Applying noise, we are creating new samples in the vicinity of the training samples and thus, the distribution of the input data is smoothed.
Grid Search — Noise Layer
We are going to develop a grid search to find out the exact amount of noise and the nodes in the hidden layer that allow us to get the best performing model.
We will use the Neural Network with a Hidden Layer Noise as an example for the grid search. We need to create a function with the model to search for the best value for noise.
def create_model(nodes, noise_amount):
# Create model
model_noise_hid = Sequential()
# GaussianLayer with standard deviation of 0.01
model_noise_hid.add(Dense(nodes, input_dim = X_train.shape[1]))
model_noise_hid.add(GaussianNoise(noise_amount))
model_noise_hid.add(Activation('relu'))
model_noise_hid.add(Dense(1, activation='sigmoid'))
model_noise_hid.compile(loss='binary_crossentropy', optimizer='adam', metrics=['accuracy'])
return model_noise_hid
Grid Search — Hidden Layer Noise
We have created a dictionary called grid_values that contains the range of values for each parameter of the model. Finally, we insert our model create_model() in the wrapper called KerasClassifier which implements the Scikit-Learn classifier interface.
from sklearn.model_selection import GridSearchCV
from keras.wrappers.scikit_learn import KerasClassifier
# Grid values
grid_values = {'noise_amount':[0.001, 0.01, 0.1, 0.2, 0.7, 1],
'nodes': [50, 100, 300, 500]}
model = KerasClassifier(build_fn=create_model, epochs=5000, verbose=0, )

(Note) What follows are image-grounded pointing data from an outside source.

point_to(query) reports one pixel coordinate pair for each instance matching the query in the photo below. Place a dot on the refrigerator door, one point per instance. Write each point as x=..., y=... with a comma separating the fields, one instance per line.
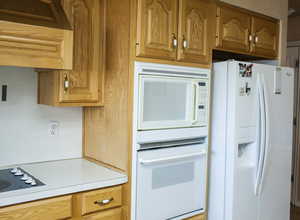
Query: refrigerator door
x=246, y=119
x=274, y=182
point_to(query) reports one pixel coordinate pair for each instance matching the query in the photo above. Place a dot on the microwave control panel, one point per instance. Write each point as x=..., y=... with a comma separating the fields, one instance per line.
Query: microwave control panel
x=203, y=102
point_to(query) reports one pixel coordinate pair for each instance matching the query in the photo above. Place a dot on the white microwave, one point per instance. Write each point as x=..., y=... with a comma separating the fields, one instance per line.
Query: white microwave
x=172, y=100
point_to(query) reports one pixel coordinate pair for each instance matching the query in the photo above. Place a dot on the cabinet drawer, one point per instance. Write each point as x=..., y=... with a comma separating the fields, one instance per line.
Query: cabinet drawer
x=113, y=214
x=101, y=199
x=49, y=209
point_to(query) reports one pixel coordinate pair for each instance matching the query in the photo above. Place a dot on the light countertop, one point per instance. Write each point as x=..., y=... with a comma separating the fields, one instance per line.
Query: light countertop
x=62, y=177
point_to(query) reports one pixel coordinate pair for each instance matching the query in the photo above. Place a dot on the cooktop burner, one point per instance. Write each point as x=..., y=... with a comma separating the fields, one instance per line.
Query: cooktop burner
x=17, y=178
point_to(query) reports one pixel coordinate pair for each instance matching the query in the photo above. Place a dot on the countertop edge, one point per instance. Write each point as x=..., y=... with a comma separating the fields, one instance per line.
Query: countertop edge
x=14, y=200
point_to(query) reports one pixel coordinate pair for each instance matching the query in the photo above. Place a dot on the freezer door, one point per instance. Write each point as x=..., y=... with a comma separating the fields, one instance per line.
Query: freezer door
x=274, y=182
x=244, y=152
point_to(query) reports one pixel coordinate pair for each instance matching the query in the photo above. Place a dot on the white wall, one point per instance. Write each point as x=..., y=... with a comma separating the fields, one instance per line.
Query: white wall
x=273, y=8
x=24, y=125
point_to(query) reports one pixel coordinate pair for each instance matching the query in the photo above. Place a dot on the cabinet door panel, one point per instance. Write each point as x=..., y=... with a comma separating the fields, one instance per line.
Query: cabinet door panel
x=83, y=79
x=196, y=28
x=156, y=27
x=265, y=32
x=197, y=217
x=233, y=30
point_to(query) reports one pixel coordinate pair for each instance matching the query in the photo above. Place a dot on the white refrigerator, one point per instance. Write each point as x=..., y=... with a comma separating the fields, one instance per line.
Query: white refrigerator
x=251, y=155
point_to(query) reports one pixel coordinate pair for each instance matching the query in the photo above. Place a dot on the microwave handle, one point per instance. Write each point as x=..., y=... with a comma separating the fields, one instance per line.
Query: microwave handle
x=172, y=158
x=196, y=98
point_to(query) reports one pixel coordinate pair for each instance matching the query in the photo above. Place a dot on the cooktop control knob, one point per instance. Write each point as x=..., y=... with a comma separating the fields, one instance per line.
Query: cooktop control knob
x=25, y=177
x=14, y=170
x=29, y=180
x=18, y=173
x=33, y=183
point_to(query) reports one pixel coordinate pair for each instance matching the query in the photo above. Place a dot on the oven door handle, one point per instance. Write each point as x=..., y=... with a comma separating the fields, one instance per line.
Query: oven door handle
x=172, y=159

# Run GridSearch - It takes time
grid_model_hidden_acc = GridSearchCV(model, param_grid = grid_values)
grid_model_hidden_acc.fit(X_train, y_train)
# Plot Results
print("Best: %f using %s" % (grid_model_hidden_acc.best_score_, grid_model_hidden_acc.best_params_))
means = grid_model_hidden_acc.cv_results_['mean_test_score']
stds = grid_model_hidden_acc.cv_results_['std_test_score']
params = grid_model_hidden_acc.cv_results_['params']
for mean, stdev, param in zip(means, stds, params):
print("%f (%f) with: %r" % (mean, stdev, param))
Calculate GridSearch
Best: 0.833333 using {'nodes': 300, 'noise_amount': 0.001} 0.766667 (0.133333)
with: {'nodes': 50, 'noise_amount': 0.001} 0.766667 (0.133333)
with: {'nodes': 50, 'noise_amount': 0.01} 0.766667 (0.133333)
with: {'nodes': 50, 'noise_amount': 0.1} 0.766667 (0.081650)
with: {'nodes': 50, 'noise_amount': 0.2} 0.700000 (0.066667)
with: {'nodes': 50, 'noise_amount': 0.7} 0.633333 (0.124722)
with: {'nodes': 50, 'noise_amount': 1} 0.800000 (0.163299)
with: {'nodes': 100, 'noise_amount': 0.001} 0.800000 (0.163299)
with: {'nodes': 100, 'noise_amount': 0.01} 0.766667 (0.133333)
with: {'nodes': 100, 'noise_amount': 0.1} 0.800000 (0.124722)
with: {'nodes': 100, 'noise_amount': 0.2} 0.766667 (0.169967)
with: {'nodes': 100, 'noise_amount': 0.7} 0.666667 (0.105409)
with: {'nodes': 100, 'noise_amount': 1} 0.833333 (0.149071)
with: {'nodes': 300, 'noise_amount': 0.001} 0.800000 (0.163299)
with: {'nodes': 300, 'noise_amount': 0.01} 0.766667 (0.133333)
with: {'nodes': 300, 'noise_amount': 0.1} 0.833333 (0.105409)
with: {'nodes': 300, 'noise_amount': 0.2} 0.666667 (0.105409)
with: {'nodes': 300, 'noise_amount': 0.7} 0.633333 (0.124722)
with: {'nodes': 300, 'noise_amount': 1} 0.800000 (0.163299)
with: {'nodes': 500, 'noise_amount': 0.001} 0.800000 (0.163299)
with: {'nodes': 500, 'noise_amount': 0.01} 0.800000 (0.124722)
with: {'nodes': 500, 'noise_amount': 0.1} 0.833333 (0.105409)
with: {'nodes': 500, 'noise_amount': 0.2} 0.600000 (0.133333)
with: {'nodes': 500, 'noise_amount': 0.7} 0.600000 (0.133333)
with: {'nodes': 500, 'noise_amount': 1}
We can see that the best results were achieved with a network with 300 neurons in the hidden layer and with noise_amount=0.001 with an accuracy of about 83%.
Future Experiments
We can improve this experiment of adding noise as regularization method with the next ideas:
- Add more layers with noise to study his effect.
- Repeat the same experiments with a deeper neural network.
- Study the effect of noise as a regularization method in a model without overfitting.
- Try to add noise to activations and weights.